How to Become a 911 Dispatcher. We are all taught at a very early age to dial 911 in the event of an emergency. Most probably don't think about the dispatcher who answers the call. It takes someone who has a desire to help people, works well under stressful situations and doesn't mind working crazy shifts and all days of the week. If this sounds like it's for you, here's how to become a 911 dispatcher.
Earn a high school diploma or its equivalent, be at least 18 years of age and be a citizen of the United States. A background in customer service, law enforcement, medical services, safety and rescue positions or security is helpful.

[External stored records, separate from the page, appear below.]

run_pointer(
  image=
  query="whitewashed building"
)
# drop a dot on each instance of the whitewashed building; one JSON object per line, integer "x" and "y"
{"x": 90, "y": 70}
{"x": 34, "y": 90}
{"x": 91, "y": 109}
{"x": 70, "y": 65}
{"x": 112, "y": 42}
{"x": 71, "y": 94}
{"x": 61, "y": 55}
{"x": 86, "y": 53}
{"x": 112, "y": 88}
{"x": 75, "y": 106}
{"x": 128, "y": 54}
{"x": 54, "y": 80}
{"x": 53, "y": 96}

Learn to type. 911 dispatchers must often get down as much information as possible in a very short period of time. Knowing how to type quickly and accurately is a vital component of being a 911 dispatcher.
Apply at 911 dispatch centers or local police departments who offer 911 services. Include an application, a completed self-assessment questionnaire and a resume. Bring a typing certificate with you on the day of your interview.
Pass a complete background check, including a criminal background check, personality profile, a polygraph test, a physical examination with drug test results and a psychological profile. In some cases, the organization also administers a voice stress test. Also, you must pass a panel interview.
Attend training sessions once hired. This is typically 6 months of training where you will learn procedures followed by the various agencies who respond to 911 calls: police departments, medical emergency personnel and fire departments.
Obtain CPR certification. You also must attend continuing education courses in this field once you become a 911 dispatcher.
Take typing or transcription courses to sharpen this skill. You need to pass a minimum requirement on the typing test to become a 911 dispatcher.